By (1), (2) and step 3, all the non-identity elements of $G$ have the same fixed point, thus step 4 is proven.
$\mathbf{Step. 5.}$ Let $E$ be a (finite or infinite) set, let $G$ be a $\mathbf{finite}$ subgroup of $S_{E}$ such that every non-identity element of $G$ has exactly one fixed point. Then all the non-identity elements of $G$ have the same fixed point.
$\mathbf{Proof.}$ Assume, by contradiction, that
(hyp. 1) the statement is false.
Thus, there exist a set $E$ and a finite subgroup $G$ of $S_{E}$ such that every non-identity element of $G$ has exactly one fixed point and the non-identity elements of $G$ do not all have the same fixed point. Among these subgroups $G$ of $E$, choose $G_{0}$ with the least possible order. Then
(2) $G_{0}$ is a finite subgroup of $S_{E}$,
(3) every non-identity element of $G_{0}$ has a unique fixed point,
(4) the non-identity elements of $G_{0}$ do not all have the same fixed point,
and, in view of the minimality of $\vert G_{0} \vert$,
(5) for every proper subgroup $K$ of $G_{0}$, all non-identity elements of $K$ have the same fixed point.
In view of (3), (4), (5) and step 4,
(6) the maximal subgroups of $G_{0}$ intersect pairwise trivially.
Assume that
(hyp. 7) $G_{0}$ has a normal subgroup $H$ such that $1 < H < G_{0}$.
By (5) (and the assumption $H < G_{0}$), all non-identity elements of $H$ have the same fixed point. Thus, by step 2 (and the assumption $1 < H$), all non-identity elements of $G_{0}$ have the same fixed point. This contradicts (4), thus (hyp. 7) is absurd, thus $G_{0}$ is a simple group. Thus, by (2) and step 1,
(8) $G_{0}$ is a finite non-abelian simple group.
Now, (6) and (8) are incompatible, as proven here :
Thus our hypothesis (1) is absurd, so step 5 is proven.
Best Answer
If you are familiar with the theory of finite Frobenius groups, then it might be easier to use that. The action of the group on any non-regular orbit of length greater than $1$ must be as a Frobenius group, and it must be a faithful action.
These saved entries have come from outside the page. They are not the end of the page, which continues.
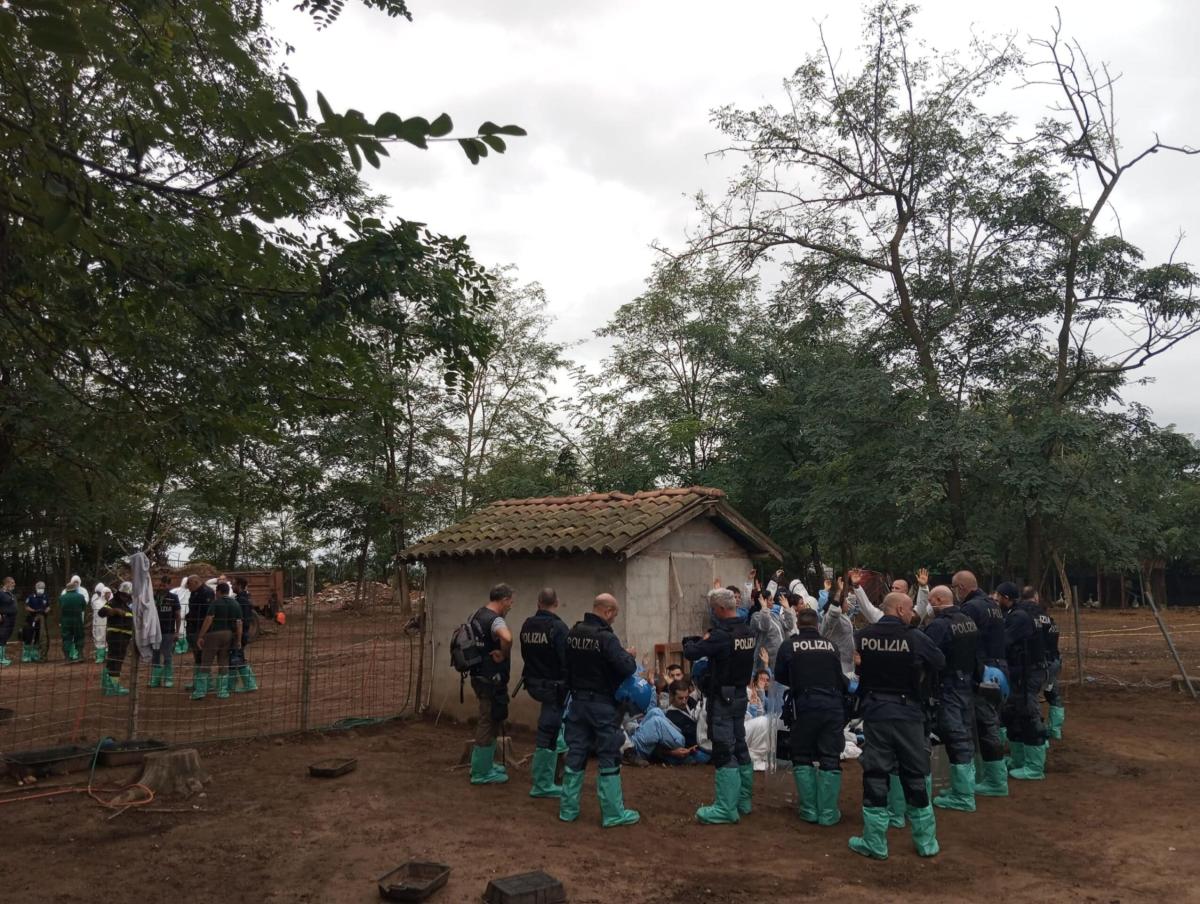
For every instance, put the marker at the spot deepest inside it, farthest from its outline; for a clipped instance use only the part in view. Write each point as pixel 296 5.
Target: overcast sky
pixel 617 95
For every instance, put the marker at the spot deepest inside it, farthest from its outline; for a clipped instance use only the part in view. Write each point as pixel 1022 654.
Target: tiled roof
pixel 605 524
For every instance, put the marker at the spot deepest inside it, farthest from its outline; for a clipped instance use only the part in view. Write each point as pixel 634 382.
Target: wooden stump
pixel 172 773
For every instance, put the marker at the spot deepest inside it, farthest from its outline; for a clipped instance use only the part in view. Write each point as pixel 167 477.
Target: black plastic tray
pixel 130 753
pixel 526 888
pixel 54 760
pixel 415 880
pixel 333 768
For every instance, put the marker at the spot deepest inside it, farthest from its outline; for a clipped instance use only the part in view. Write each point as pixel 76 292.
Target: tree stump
pixel 172 773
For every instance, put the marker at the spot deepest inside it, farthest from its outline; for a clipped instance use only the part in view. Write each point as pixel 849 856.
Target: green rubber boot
pixel 724 809
pixel 960 795
pixel 483 766
pixel 543 768
pixel 895 802
pixel 202 684
pixel 569 801
pixel 745 794
pixel 612 803
pixel 1035 768
pixel 828 791
pixel 249 682
pixel 1057 717
pixel 805 778
pixel 114 687
pixel 924 830
pixel 995 779
pixel 1017 756
pixel 874 840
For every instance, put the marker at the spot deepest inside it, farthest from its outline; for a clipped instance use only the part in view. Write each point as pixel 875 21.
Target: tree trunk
pixel 1033 568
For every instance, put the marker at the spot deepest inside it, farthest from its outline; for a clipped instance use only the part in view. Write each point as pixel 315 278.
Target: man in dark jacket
pixel 730 651
pixel 597 665
pixel 811 669
pixel 990 622
pixel 490 681
pixel 1027 674
pixel 958 636
pixel 544 651
pixel 894 660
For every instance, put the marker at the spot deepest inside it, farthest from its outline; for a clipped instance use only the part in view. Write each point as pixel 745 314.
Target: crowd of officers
pixel 971 677
pixel 210 620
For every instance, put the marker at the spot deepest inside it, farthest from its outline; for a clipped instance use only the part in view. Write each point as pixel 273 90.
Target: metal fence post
pixel 309 624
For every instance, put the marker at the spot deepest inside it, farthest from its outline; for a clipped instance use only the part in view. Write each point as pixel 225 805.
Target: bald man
pixel 958 636
pixel 894 657
pixel 595 666
pixel 990 622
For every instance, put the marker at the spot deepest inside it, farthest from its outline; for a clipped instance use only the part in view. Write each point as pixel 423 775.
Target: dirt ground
pixel 1114 821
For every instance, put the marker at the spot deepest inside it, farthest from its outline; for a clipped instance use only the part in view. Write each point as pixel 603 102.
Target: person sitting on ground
pixel 118 615
pixel 682 713
pixel 72 605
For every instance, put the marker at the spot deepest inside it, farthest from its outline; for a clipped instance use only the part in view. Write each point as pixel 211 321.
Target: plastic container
pixel 333 768
pixel 526 888
pixel 130 753
pixel 54 760
pixel 415 880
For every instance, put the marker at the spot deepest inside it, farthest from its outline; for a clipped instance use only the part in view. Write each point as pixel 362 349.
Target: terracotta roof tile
pixel 597 522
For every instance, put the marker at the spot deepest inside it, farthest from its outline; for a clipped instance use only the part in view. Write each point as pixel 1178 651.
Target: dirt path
pixel 1114 821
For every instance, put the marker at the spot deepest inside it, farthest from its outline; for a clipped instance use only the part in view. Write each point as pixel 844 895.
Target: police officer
pixel 811 669
pixel 1057 714
pixel 1027 676
pixel 730 650
pixel 490 681
pixel 894 660
pixel 990 622
pixel 544 651
pixel 595 666
pixel 958 636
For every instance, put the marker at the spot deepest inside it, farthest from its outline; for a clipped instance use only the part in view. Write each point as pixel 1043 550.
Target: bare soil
pixel 1114 821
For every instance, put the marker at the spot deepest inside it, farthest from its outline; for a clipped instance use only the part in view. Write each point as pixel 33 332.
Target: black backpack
pixel 466 647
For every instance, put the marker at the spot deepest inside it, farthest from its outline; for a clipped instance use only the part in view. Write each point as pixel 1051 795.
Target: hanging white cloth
pixel 145 618
pixel 100 598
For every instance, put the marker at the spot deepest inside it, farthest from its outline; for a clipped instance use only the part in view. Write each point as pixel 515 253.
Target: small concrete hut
pixel 657 551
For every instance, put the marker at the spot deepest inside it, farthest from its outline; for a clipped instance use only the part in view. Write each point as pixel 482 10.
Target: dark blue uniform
pixel 544 651
pixel 894 660
pixel 990 621
pixel 1027 674
pixel 597 665
pixel 811 669
pixel 730 652
pixel 958 636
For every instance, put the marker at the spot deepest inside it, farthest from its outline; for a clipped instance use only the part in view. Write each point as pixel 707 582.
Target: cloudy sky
pixel 617 95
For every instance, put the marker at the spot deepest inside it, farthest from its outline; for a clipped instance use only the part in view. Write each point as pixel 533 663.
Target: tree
pixel 672 358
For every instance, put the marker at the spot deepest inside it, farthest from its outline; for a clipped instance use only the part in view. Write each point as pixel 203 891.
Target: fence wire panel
pixel 360 660
pixel 1125 647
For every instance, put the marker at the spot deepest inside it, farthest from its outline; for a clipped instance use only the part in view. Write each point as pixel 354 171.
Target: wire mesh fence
pixel 331 663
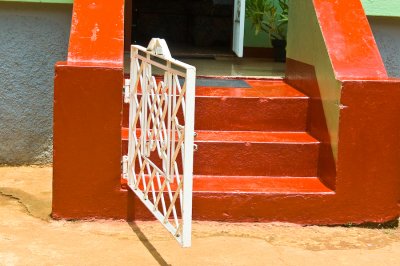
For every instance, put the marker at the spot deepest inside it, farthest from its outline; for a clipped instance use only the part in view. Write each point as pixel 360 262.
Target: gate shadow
pixel 145 241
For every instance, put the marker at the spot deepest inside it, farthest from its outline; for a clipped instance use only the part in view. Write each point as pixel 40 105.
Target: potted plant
pixel 271 17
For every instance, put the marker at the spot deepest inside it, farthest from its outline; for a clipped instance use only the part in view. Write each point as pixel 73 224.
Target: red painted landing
pixel 269 105
pixel 253 141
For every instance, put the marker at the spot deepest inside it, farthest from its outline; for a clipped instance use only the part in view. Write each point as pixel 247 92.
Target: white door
pixel 238 27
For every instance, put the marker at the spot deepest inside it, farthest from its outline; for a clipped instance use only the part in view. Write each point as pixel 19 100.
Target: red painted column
pixel 87 115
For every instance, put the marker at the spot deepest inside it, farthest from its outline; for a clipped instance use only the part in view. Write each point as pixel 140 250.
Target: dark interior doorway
pixel 192 28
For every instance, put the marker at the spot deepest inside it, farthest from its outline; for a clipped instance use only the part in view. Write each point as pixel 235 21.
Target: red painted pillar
pixel 87 115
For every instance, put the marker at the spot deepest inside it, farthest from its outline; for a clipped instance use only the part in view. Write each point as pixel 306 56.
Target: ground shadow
pixel 153 251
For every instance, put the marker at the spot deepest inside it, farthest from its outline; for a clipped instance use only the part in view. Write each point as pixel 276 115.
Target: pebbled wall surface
pixel 387 35
pixel 33 37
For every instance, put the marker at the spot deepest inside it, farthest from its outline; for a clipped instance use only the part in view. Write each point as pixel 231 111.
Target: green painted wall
pixel 388 8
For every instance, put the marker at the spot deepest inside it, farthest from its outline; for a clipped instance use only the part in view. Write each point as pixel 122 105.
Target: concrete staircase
pixel 253 147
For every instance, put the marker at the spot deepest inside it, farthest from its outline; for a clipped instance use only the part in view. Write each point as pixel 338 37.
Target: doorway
pixel 192 29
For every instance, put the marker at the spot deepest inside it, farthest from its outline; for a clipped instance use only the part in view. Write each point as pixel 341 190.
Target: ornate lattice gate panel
pixel 159 165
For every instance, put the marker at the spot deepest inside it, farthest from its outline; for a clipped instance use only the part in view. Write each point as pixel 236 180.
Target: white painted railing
pixel 159 165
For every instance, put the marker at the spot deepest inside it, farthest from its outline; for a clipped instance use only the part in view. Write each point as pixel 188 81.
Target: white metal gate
pixel 159 165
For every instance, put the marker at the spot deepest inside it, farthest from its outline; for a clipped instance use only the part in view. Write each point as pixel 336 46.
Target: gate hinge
pixel 124 167
pixel 127 90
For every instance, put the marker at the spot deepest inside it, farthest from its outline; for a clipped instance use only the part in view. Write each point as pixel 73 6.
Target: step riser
pixel 249 114
pixel 258 159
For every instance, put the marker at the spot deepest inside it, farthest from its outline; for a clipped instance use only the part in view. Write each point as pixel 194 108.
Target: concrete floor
pixel 29 237
pixel 231 66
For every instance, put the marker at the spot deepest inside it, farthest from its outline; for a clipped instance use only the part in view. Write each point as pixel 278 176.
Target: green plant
pixel 270 16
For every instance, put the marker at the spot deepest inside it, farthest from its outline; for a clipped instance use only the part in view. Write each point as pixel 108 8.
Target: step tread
pixel 258 184
pixel 248 136
pixel 255 184
pixel 259 89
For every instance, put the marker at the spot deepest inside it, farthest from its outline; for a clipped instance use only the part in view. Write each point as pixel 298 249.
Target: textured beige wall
pixel 33 37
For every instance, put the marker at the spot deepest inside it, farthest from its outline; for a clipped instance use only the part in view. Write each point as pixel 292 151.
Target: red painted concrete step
pixel 269 105
pixel 254 198
pixel 253 153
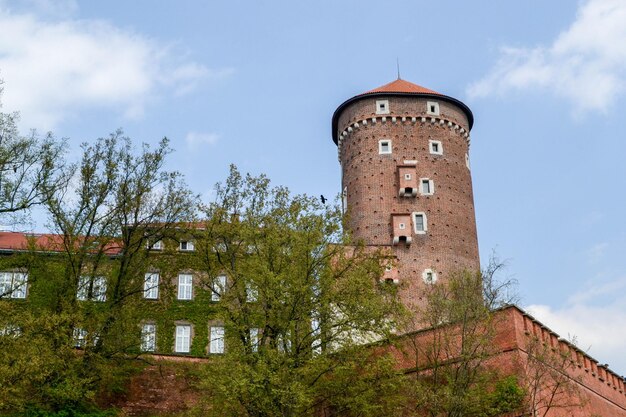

But then the fixed point free elements in the action cannot fix any points, because they cannot also lie in a Frobenius complement.
Note that the result is false for infinite groups, because there are infinite Frobenius groups in which all elements fix a unique point. (See, for example, Timm von Puttkamer's answer here.)